HOW AKAMAI MAPS ITS SECURITY STACK TO THE ATT&CK CHAIN
Akamai structures its security product portfolio around the ATT&CK chain, creating layered interception at multiple stages. WAF products address initial reconnaissance and access attempts. Prolexic handles infrastructure-level denial of service. API Firewall covers API-layer attacks. Micro-segmentation interrupts lateral movement and internal discovery. Exfiltration and command-and-control are addressed by additional data protection tooling.
“Across that entire thing — they have 14 opportunities to stop them — Akamai is going to be a partner in a lot of those different steps to interdict and disrupt their methodology.”

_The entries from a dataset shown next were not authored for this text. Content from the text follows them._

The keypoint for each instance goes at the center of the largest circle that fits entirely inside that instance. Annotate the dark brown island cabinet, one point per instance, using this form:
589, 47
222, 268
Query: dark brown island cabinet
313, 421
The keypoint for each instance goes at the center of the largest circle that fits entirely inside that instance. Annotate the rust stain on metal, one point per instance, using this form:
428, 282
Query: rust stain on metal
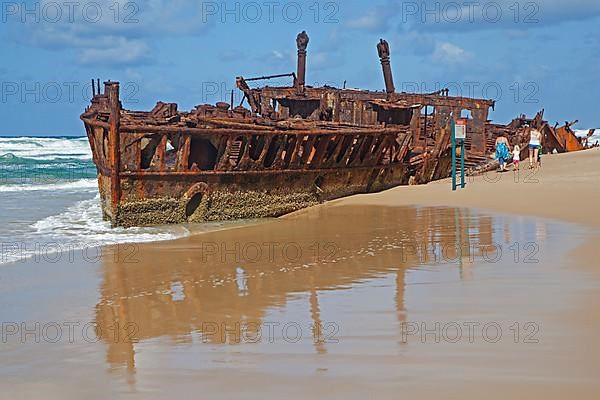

ADDITIONAL MITRE RESOURCES FOR ENTERPRISE SECURITY TEAMS
Beyond ATT&CK and ATLAS, MITRE maintains several additional frameworks relevant to enterprise security practitioners: CRAFT (Cyber Resiliency Engineering Framework) for NIST SP 800-160 alignment; Caldera for automated red team assessments; and ADAPT (Adversarial Actions in Digital Payment Technologies) for financial sector threat modeling. Industry-specific breakouts exist for healthcare, critical infrastructure, and other high-threat verticals.